I am reading The Python Standard Library by Example
and get confused when I arrived page 509.
Up to this point, the example programs have implicitly waited to exit until all threads have completed their work. Programs sometimes spawn a thread as a daemon that runs without blocking the main program from exiting.
but after I run some codes, I get result that is opposite. The code is like this:
#!/usr/bin/env python
# encoding: utf-8
#
# Copyright (c) 2008 Doug Hellmann All rights reserved.
#
"""Creating and waiting for a thread.
"""
#end_pymotw_header
import threading
import time
def worker():
"""thread worker function"""
print 'Worker'
# time.sleep(10000)
return
threads = []
for i in range(5):
t = threading.Thread(target=worker)
threads.append(t)
t.start()
print "main Exit"
and sometime the result is this:
Worker
Worker
WorkerWorker
main Exit
Worker
So I want to ask when will main thread exit in python after it starts several thread?

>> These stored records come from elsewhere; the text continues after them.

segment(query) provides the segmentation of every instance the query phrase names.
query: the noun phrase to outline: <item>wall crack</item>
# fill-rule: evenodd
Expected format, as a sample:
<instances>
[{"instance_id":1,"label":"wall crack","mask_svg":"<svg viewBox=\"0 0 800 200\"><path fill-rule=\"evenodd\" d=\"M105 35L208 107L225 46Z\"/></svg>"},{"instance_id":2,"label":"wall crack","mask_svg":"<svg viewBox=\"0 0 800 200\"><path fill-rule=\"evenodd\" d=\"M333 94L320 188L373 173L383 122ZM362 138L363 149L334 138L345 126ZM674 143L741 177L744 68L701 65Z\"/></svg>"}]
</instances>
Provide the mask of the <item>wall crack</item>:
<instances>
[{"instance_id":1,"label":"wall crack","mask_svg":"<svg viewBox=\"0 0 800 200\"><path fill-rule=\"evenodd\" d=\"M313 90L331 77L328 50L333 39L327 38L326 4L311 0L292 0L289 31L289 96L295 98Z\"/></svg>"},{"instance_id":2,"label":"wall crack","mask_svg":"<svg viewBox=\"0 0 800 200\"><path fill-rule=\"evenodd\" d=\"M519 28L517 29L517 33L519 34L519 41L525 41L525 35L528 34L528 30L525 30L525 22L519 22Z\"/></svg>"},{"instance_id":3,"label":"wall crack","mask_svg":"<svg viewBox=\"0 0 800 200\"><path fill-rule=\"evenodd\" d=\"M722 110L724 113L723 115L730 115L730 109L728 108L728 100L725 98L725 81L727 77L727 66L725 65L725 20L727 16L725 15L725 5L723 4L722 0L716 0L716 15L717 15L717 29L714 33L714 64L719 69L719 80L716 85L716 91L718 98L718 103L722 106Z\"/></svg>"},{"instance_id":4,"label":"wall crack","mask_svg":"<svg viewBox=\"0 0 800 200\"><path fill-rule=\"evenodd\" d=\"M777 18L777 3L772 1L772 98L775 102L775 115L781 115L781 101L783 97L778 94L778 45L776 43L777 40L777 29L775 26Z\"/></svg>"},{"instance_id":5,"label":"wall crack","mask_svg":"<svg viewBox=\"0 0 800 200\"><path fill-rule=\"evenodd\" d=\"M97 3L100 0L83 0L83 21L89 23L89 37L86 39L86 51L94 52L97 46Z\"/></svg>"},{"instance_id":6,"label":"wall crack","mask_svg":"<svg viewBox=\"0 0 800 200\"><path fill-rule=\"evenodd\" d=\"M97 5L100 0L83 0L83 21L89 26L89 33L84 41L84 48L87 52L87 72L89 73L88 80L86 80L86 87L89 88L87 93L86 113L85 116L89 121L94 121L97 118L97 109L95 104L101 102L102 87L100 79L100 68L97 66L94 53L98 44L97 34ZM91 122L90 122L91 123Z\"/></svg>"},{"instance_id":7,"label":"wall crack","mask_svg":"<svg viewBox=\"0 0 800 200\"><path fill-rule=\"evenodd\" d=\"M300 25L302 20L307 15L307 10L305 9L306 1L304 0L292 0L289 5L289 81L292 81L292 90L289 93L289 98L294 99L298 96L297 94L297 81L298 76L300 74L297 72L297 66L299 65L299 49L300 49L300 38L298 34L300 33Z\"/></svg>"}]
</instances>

The main thread will exit whenever it is finished executing all the code in your script that is not started in a separate thread.
Since the t.start()
will start the thread and then return to the main thread, the main thread will simply continue to execute until it reaches the bottom of your script and then exit.
Since you started the other threads in a non-daemon mode, they will continue running until they are finished.
If you wanted the main thread to not exit until all the threads have finished, you should explicitly join
them to the main thread. The join
will cause the thread calling join
to wait until the the thread being joined is finished.
for i in range(5):
threads[i].join()
print "main Exit"
As @codesparkle pointed out, the more Pythonic way to write this would be to skip the index variable entirely.
for thread in threads:
thread.join()
print "main Exit"
According to the threading docs:
The entire Python program exits when only daemon threads are left
This agrees with the quote you give, but the slight difference in wording shows the result you get. The 'main thread' exits when you would expect it to. Note that the worker threads keep running at this point - you can see this in the test output you give. So, the main thread has finished, but the whole process is still running because there are other threads still running.
The difference is that if some of those worker threads were daemonised, they would be forcibly killed when the last non-daemon thread finished. If all of the workers were daemon threads, then the entire process would finish - and you would be back at your systems shell prompt - very soon after you print 'main exit', and it would be very rare (though not impossible, owing to race conditions) for any worker to print after that.